Well, bounded spellcasting archetype is strictly worse than full spellcasting archetype because it loses the lower level spells. But it is reasonably equivalent on just the high level spells.

And I do agree with CaffeinatedNinja that there should be some compensation for that somewhere. I don't think that the compensation should be 'more spellcasting' because that will put the bounded spellcasting progression in direct competition with the regular spellcasting progression - they will be fighting for the same design space.


Fair enough!

As I said, I'm tempted to let bonded casting run up to 8th, which would actually let the two MC progressions synergize well. The bonded casting would give 2 slots that the full casting has no way to access, while full casting would have double the overall spells; almost triple if you pick up breadth.


Pathfinder Rulebook Subscriber
AnimatedPaper wrote:

Fair enough!

As I said, I'm tempted to let bonded casting run up to 8th, which would actually let the two MC progressions synergize well. The bonded casting would give 2 slots that the full casting has no way to access, while full casting would have double the overall spells; almost triple if you pick up breadth.
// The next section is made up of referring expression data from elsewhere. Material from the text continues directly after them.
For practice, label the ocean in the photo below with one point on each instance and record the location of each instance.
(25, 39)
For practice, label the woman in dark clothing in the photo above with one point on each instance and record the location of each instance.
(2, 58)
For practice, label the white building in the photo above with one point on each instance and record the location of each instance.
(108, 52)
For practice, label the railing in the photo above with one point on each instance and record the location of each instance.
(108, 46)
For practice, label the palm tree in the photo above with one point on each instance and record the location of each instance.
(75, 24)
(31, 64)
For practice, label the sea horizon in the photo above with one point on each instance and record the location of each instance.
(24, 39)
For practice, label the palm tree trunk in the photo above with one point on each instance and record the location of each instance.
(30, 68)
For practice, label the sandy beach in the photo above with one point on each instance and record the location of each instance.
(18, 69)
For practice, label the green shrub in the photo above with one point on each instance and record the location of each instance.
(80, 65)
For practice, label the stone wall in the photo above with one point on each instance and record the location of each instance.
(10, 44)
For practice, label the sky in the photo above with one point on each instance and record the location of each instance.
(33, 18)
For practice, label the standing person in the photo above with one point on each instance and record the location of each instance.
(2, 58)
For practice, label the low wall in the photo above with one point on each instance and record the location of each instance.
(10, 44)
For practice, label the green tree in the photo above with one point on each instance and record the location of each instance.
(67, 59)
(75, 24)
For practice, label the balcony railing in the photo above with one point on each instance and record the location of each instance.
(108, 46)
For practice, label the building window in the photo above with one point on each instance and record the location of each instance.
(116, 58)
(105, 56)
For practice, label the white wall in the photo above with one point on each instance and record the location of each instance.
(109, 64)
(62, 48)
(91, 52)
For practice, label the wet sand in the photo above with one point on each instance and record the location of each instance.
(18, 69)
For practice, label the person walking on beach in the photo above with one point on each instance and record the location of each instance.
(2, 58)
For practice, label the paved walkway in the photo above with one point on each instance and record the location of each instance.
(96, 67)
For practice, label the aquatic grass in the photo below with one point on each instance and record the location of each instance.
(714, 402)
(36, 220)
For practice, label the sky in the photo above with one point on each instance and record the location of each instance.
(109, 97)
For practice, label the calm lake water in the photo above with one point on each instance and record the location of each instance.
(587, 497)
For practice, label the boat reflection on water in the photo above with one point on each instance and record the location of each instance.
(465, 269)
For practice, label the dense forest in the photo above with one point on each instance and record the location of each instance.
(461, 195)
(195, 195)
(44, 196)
Hmm, I can live with never getting an 8th level spell, although it is lvl 20 and that is kind of the who cares level hah. But bonded spellcasting has normal progression until then so the spells really should match up in levels before that.

I would probably have basic spellcasting exactly the same, 3 slots max, particularly as it is a 6th instead of a 4th, already a penalty there.

Expert Casting I would have it the same as regular archetype casting but you lose. your 1st level spell at 12. But start gaining studious slots (only good for a few spells, can't spellstrike with them.

Something like this maybe.
https://imgur.com/a/sQJZFdn


I'll be honest, that seems like a downgrade. The primary benefit to bounded MC is getting an addition slot in your 2nd level, and eventually in your top level (though only at levels 12,13 and 18-20).

...I just realized there might be an editing error to the basic spellcasting. Apologies if I missed someone mentioning this already, but I think it is supposed to upgrade the 1st level slot at level 8, and upgrade the 2nd level slot at level 10. Otherwise the expert bounded spellcasting is out of sync with the lower feat. If I'm right, it would make the slot loss acceptable as you get to 4th faster (although levels 8 and 9 still get it in the shorts), and then with expert you start to get the additional slot in your second best level.

It would also line what levels you get what spells back up until 18th, when instead of getting a new spell level you gain the second higher level slot.


Pathfinder Rulebook Subscriber
AnimatedPaper wrote:

I'll be honest, that seems like a downgrade. The primary benefit to bounded MC is getting an addition slot in your 2nd level, and eventually in your top level (though only at levels 12,13 and 18-20).

...I just realized there might be an editing error to the basic spellcasting. Apologies if I missed someone mentioning this already, but I think it is supposed to upgrade the 1st level slot at level 8, and upgrade the 2nd level slot at level 10. Otherwise the expert bounded spellcasting is out of sync with the lower feat. If I'm right, it would make the slot loss acceptable as you get to 4th faster (although levels 8 and 9 still get it in the shorts), and then with expert you start to get the additional slot in your second best level.

It would also line what levels you get what spells back up until 18th, when instead of getting a new spell level you gain the second higher level slot.

Yeah, 1-13 it is strictly worse than regular casting.

14/15 is absolutely the best level. Trading an extra 4 for a 1-3 (not a good trade in my mind but the best we have seen so far)
Lvl 16/17 it is an extra 5th for a 1-4 (worse...)
Lvl 18/19 is kind of weird. You lose a 1-4 and 7 for a 5/6.
Lvl 20 is the same but you lose an 8th for a 7th so worse.

It is kind of all over the place, which is why my adjustments smoothed it out.